The McMullen domain: Satellite Mandelbrot sets and Sierpinski holes

In this paper we describe some features of the parameter planes for the families of rational maps given by $F_\lambda(z) = z^n + \lambda/z^n$ where $n \geq 3, \lambda \in \mathbb{C}$. We assume $n \geq 3$ since, in this case, there is a McMullen domain surrounding the origin in the $\lambda$-plane. This is a region where the corresponding Julia sets are Cantor sets of concentric simple closed curves.

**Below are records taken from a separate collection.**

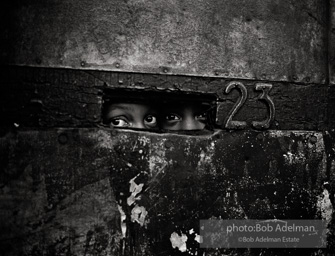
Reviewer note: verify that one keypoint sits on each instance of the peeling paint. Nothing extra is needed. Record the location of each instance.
(138, 214)
(103, 138)
(134, 190)
(325, 206)
(178, 241)
(294, 158)
(123, 223)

We prove here that the McMullen domain in the parameter plane is surrounded by infinitely many simple closed curves ${\mathcal S}^k$ for $k = 1,2,\ldots$ having the property that:

1. Each curve ${\mathcal S}^k$ surrounds the McMullen domain as well as ${\mathcal S}^{k+1}$, and the ${\mathcal S}^k$ accumulate on the boundary of the McMullen domain as $k \rightarrow \infty$.
2. The curve ${\mathcal S}^k$ meets the centers of $\tau_k^n$ Sierpinski holes, each with escape time $k+2$ where
   $\tau_{k}^n = (n-2) n^{k-1} + 1.$

3. The curve ${\mathcal S}^k$ also passes through $\tau_k^n$ parameter values which are centers of the main cardioids of baby Mandelbrot sets with base period $k$.